Christ works on us in all sorts of ways…He works through Nature, through our own bodies, through books,…But above all, He works on us through each other.”

-C.S. Lewis Mere Christianity

“Meanwhile, where is God? This is one of the most disquieting symptoms. When you are happy, so happy that you have no sense of needing Him, so happy that you are tempted to feel His claims upon you as an interruption, if you remember yourself and turn to Him with gratitude and praise, you will be—or so it feels—welcomed with open arms. But go to Him when your need is desperate, when all other help is vain, and what do you find? A door slammed in your face, and a sound of bolting and double bolting on the inside. After that, silence. You may as well turn away. The longer you wait, the more emphatic the silence will become. There are no lights in the windows. It might be an empty house. Was it ever inhabited? It seemed so once. And that seeming was as strong as this. What can this mean?
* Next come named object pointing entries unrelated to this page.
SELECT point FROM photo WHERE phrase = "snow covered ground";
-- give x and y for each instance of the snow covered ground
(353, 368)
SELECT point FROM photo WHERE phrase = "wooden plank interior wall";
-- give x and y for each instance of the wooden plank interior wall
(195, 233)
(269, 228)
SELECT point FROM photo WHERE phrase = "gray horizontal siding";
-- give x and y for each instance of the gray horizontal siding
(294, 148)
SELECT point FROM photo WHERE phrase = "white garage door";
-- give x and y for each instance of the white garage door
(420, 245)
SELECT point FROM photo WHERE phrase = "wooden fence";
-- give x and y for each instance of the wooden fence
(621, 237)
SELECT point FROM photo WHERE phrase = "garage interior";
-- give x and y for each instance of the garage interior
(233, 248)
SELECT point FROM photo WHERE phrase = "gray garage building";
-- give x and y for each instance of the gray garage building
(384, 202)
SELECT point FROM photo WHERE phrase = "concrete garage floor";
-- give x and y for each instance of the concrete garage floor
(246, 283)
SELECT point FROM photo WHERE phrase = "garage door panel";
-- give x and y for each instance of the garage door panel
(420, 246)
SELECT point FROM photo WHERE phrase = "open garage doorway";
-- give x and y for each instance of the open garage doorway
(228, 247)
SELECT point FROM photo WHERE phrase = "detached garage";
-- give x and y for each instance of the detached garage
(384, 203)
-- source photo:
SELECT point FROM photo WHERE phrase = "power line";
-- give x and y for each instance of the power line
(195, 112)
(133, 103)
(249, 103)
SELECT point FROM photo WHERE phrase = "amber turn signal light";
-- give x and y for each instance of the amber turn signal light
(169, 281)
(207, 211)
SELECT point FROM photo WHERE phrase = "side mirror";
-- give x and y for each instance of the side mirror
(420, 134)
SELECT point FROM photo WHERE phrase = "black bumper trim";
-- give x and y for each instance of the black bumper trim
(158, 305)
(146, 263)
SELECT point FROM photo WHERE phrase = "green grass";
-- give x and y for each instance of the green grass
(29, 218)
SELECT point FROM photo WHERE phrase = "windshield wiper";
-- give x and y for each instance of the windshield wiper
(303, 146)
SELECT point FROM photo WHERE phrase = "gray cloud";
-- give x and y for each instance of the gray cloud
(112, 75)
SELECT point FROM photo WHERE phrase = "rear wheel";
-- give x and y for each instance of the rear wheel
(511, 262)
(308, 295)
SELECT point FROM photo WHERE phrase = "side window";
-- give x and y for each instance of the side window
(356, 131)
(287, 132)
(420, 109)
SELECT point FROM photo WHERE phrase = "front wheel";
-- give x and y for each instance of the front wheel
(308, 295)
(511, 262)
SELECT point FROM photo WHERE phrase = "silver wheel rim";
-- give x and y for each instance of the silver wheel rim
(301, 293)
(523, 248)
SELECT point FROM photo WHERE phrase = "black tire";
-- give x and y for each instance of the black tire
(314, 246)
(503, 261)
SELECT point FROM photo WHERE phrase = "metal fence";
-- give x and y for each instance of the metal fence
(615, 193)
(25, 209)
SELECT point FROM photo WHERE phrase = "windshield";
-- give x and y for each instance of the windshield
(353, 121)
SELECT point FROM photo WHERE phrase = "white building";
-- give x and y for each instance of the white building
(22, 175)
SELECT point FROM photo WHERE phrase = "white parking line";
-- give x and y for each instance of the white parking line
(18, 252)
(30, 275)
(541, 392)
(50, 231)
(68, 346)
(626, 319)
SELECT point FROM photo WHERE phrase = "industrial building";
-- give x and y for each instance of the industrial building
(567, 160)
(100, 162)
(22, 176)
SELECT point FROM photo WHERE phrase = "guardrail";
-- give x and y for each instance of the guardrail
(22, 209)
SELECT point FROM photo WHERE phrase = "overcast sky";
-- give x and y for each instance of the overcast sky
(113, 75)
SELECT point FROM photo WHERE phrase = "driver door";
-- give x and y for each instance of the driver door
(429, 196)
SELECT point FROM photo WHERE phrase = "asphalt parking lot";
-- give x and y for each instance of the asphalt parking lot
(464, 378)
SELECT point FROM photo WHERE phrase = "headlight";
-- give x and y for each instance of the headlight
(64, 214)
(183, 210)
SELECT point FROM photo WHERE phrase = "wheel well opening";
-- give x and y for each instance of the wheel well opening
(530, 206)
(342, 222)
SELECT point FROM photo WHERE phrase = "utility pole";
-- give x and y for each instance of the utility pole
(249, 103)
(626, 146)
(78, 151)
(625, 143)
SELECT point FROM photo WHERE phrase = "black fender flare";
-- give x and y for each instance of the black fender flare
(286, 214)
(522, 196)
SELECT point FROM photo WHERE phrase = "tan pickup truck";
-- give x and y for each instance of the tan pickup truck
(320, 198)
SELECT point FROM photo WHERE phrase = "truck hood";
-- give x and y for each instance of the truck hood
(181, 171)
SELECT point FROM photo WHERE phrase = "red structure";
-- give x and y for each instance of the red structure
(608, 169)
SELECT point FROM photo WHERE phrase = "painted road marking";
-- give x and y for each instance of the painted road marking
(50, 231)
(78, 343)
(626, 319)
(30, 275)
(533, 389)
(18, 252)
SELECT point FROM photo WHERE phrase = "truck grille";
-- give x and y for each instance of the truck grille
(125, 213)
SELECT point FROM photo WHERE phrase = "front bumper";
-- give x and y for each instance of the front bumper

Why is He so present a commander in our time of prosperity and so very absent a help in time of trouble?”

-C.S. Lewis   A Grief Observed

“Think of yourself just as a seed patiently wintering in the earth; waiting to come up a flower in the Gardener’s good time, up into the real world, the real waking.”

-C.S. Lewis   Letter dated June 29, 1963

“There is only One being who can satisfy the last aching abyss of the human heart, and that is the Lord Jesus Christ.”

– C.S. Lewis

“We must lay before God what is in us, not what ought to be in us”

-C.S. Lewis

Lose you life and you will save it. Submit to death, death of your ambitions and favorite wishes every day, and death to your whole body in the end: submit with every fibre of your being, and you will find eternal life. Keep back nothing. Nothing that you have not given away will be really yours. Nothing in you that has not died will be raised from the dead. Look for yourself, and you will find in the long run only hatred, loneliness, despair, rage, ruin, and decay. But look for Christ and you will find him, and with him everything else thrown in.

-C.S. Lewis

To forgive the incessant provocations of daily life – to keep on forgiving the bossy mother-in-law, the bullying husband, the nagging wife, the selfish daughter, the deceitful son – how can we do it?  Only, I think, by remembering where we stand, by meaning our words when we say in our prayers each night, “Forgive our trespasses as we forgive those who trespass against us.” We are offered forgiveness on no other terms. To refuse it is to refuse God’s mercy for ourselves. There is no hint of exceptions and God means what he says.